World Cup: How India’s formidable pace trio clinched electric win against Lanka

The evening was about Jasprit Bumrah, the king of swing, about Mohammed Shami, the master of seam and wrist and Mohammed Siraj, ruled by his heart and with the scrambled seam as his ally. It was electric stuff – Sri Lanka blown away for 55


Except for a brief while during Kerry Packer’s World Series Cricket, West Indies’ fast bowlers terrorised the cricket world for a decade and a half from the mid-1970s. They unleashed Michael Holding, Andy Roberts, Joel Garner and the irrepressible Malcolm Marshall on initially unsuspecting and increasingly intimidated batting groups, stacking up Test wins for fun and building an aura of invincibility that gradually started to fade when their seemingly endless assembly line of top-quality quicks began to dry up.

India’s fast bowling pack

Other teams have since thrown up fast-bowling units that have hunted as a pack – Glenn McGrath, Jason Gillespie and Brett Lee for Australia; Wasim Akram, Waqar Younis and Shoaib Akhtar for Pakistan; Allan Donald, Shaun Pollock, Lance Klusener and Brian McMillan for South Africa; Tim Southee and Trent Boult for New Zealand; James Anderson and Stuart Broad for England.
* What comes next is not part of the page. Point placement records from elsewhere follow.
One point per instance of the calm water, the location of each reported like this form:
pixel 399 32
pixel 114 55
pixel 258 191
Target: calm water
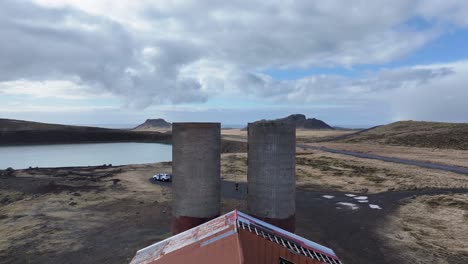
pixel 21 157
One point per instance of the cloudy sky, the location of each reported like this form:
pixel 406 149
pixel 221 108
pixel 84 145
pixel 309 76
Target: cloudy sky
pixel 350 63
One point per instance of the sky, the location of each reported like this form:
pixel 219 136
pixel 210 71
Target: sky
pixel 350 63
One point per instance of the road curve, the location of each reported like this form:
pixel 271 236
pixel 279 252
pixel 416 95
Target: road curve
pixel 423 164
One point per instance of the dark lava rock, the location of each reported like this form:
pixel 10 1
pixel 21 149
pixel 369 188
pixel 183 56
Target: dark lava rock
pixel 300 121
pixel 154 123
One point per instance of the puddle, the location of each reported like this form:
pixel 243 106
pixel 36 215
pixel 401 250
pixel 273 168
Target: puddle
pixel 349 205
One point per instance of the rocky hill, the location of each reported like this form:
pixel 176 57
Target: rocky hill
pixel 19 132
pixel 415 134
pixel 305 123
pixel 151 124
India now have a triumvirate as good as any in world cricket, and they are making waves in One-Day Internationals, where the dice is heavily loaded in favour of the batsmen.

The forced induction into the playing XI for the last three games of their World Cup campaign of Mohammed Shami has lifted the stature, quality and potential for damage of the Indian fast-bowling group by several notches. For the first few games, when India fielded four seamers, the new-ball pair of Jasprit Bumrah and Mohammed Siraj was complemented by Hardik Pandya and Shardul Thakur, the latter being paraded as an all-rounder of sorts because he can be handy with the bat and therefore became a crucial fit at No. 8.

Pandya’s ankle injury sustained against Bangladesh in Pune meant India had to rejig their options. Such is Pandya’s pre-eminence as an all-rounder that India had to bring in two specialists to replace him – Suryakumar Yadav with the bat and Shami with the ball. Out went Thakur in the interest of balance and team dynamics, the same two traits that facilitated his inclusion in the first place. India have been an entirely different beast since then.

The dreaded trio

Between them, Bumrah, Shami and Siraj have picked up 38 wickets. Bumrah has garnered 15 wickets with the ridiculous economy (in seven matches and 58.5 overs) of 3.72 runs per over. Shami’s 14 scalps (in three outings) have come at an average of 6.71 and a strike-rate of 9.42, other-worldly numbers in a tournament that has seen several scores in excess of 300. Siraj hasn’t been the same destructive force, but he seems to be coming into his own, if his three for 16 against Sri Lanka in Mumbai on Thursday (November 2) night is anything to go by.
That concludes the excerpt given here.